Brock was at York when the news reached him. He at once sent part of the 41st to Niagara by lake, crossing himself with his brigade-major, Evans, and Macdonell and Glegg, his aides, and, as usual, in a batteau, with eleven men. At Fort George he bade adieu to some American officers, guests of the mess, and sent them across the river. He was eager to storm Fort Niagara, whose capture might have changed the entire situation, but alas! what of his instructions?

He called out more militia, though he had only a few tents and many of the men were drilling without shoes. One hundred Tuscaroras under Chief Brant answered his summons. He divided his augmented Niagara force into four divisions--at Fort Erie 400 men, at Fort Chippewa 300, at Queenston 300, at Fort George 500. Of these, 900 were militia.

The rattle of the matchlock was as familiar as c.o.c.kcrow. Every man became in fact, if not in deed, a volunteer. If the musket was not strapped to the tail of the plough, it leaned against the snake-fence--loaded. The goose-step, the manual and platoon took the place of the quadrille. Every clearing became a drill-hall, every log cabin an armoury. Many of the militia were crack shots, with all the scouting instincts of the forest ranger. In the barrack-square, in scarlet, white and green, the regulars drilled and went through wondrous evolutions with clock-work precision--fighting machinery with the tenacity of the bull-dog, though lacking the craft of the woods that had taught the volunteer the value of shelter and the wisdom of dwelling on his aim.

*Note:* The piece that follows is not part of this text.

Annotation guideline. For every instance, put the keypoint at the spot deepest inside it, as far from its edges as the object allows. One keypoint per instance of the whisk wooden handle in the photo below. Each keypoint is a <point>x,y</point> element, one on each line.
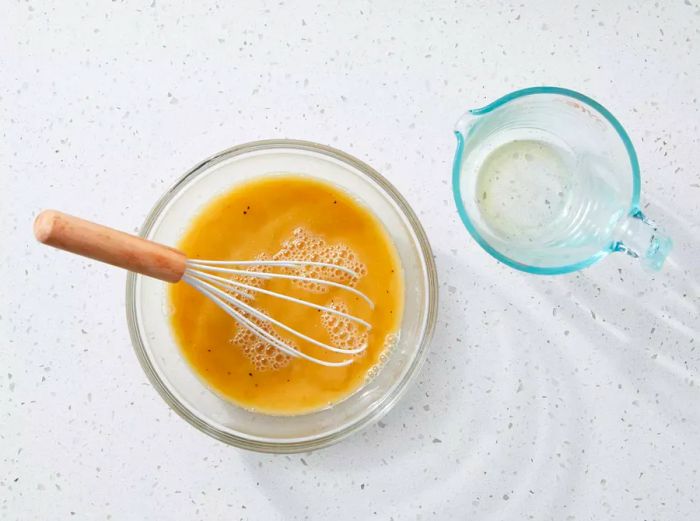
<point>108,245</point>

Apart, stolid and silent, but interested spectators, lounged the dusky redmen, forever sucking at their _pwoighun-ahsin_ (stone pipes) and making tobacco from the inner bark of red-willow wands, watching and wondering. The foot soldiers carried fire-locks, flints and cartridge boxes. These smooth-bore flint-locks had an effective range of less than 100 yards, and could be discharged only once a minute. Very different to the modern magazine rifle, which can discharge twenty-five shots in a minute and kill at 4,200 yards, while within 2,000 yards it is accurate and deadly. The mounted men were armed with sabres and ponderous pistols.

Our hero addressed the militia. The enemy, he told them, intended to lay waste the country. "Let them be taught," he said, "that Canadians would never bow their necks to a foreign yoke." As the custodian of their rights, he was trying to preserve all they held dear. He looked to them to repel the invaders.

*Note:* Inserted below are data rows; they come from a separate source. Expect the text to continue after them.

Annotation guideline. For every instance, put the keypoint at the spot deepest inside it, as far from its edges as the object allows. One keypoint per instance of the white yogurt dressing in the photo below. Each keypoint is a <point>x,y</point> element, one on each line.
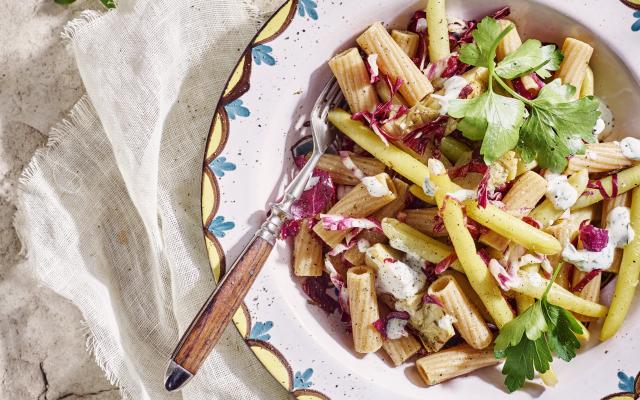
<point>375,187</point>
<point>446,322</point>
<point>400,280</point>
<point>561,194</point>
<point>363,245</point>
<point>396,328</point>
<point>373,63</point>
<point>463,194</point>
<point>630,148</point>
<point>620,234</point>
<point>598,128</point>
<point>452,88</point>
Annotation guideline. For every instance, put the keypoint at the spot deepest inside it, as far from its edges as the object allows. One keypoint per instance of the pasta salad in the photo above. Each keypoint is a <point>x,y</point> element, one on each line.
<point>473,210</point>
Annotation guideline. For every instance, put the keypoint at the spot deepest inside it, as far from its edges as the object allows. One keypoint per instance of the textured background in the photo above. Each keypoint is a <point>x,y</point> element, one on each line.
<point>42,346</point>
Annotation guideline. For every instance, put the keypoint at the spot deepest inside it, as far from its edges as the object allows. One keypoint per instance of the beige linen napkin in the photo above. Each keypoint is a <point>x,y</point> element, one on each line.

Brock was placed in a most peculiar position, for while the pa.s.sive Prevost was still instructing him--nearly three weeks _after_ the declaration of war--"to take no offensive measures, as none would be taken by the United States Government," General Hull, with a force of 2,500 tried soldiers, was on his way from Ohio through the Michigan forests to occupy Detroit and invade Canada. Hull reached Detroit, and four days later, with his entire command, crossed the river and occupied Sandwich. But the trip was attended with serious mishap to his army, for Lieutenant Roulette, of the British sloop _Hunter_--a brother of the famous fur-trader--in a small batteau, with only six men, captured the United States packet _Cayuga_, with a detachment of five officers and thirty-three soldiers, as she was coming up the river. The _Cayuga's_ treasure consisted not only of valuable stores and baggage, but Hull's official correspondence with the United States Secretary of War. The contents of this decided Brock, though he had no idea Hull's army was so strong, to attempt the reduction of Fort Detroit without a moment's delay.

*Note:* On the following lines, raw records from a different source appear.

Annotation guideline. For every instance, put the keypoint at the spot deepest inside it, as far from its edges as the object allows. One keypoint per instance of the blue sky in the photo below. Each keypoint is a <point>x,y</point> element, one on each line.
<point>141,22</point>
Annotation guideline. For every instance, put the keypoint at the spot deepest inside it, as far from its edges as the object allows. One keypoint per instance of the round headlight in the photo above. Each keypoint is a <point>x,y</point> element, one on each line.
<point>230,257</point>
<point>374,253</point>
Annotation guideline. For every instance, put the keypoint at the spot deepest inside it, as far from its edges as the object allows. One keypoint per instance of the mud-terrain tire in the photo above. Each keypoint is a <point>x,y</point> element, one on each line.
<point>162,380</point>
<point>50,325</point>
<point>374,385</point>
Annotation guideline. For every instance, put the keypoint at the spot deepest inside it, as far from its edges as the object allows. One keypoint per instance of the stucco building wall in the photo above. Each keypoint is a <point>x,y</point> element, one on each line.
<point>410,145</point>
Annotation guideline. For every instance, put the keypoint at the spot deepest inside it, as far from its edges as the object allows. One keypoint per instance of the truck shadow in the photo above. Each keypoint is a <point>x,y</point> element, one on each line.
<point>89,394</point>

The very hour he knew that war was declared he had notified the officer at St. Joseph. Our hero, whose root idea of a soldier's craft was "secrecy in conception and vigour in execution," had no taste for Prevost's mad doctrine that the aggressed had to await the convenience of the aggressor. Brock had been taught to regard tolerance in war as an "evil of the first magnitude," and so had already instructed the commander at St. Joseph that if war was proclaimed he was to attack Mackinaw at once, but if attacked, "defend your post to the last."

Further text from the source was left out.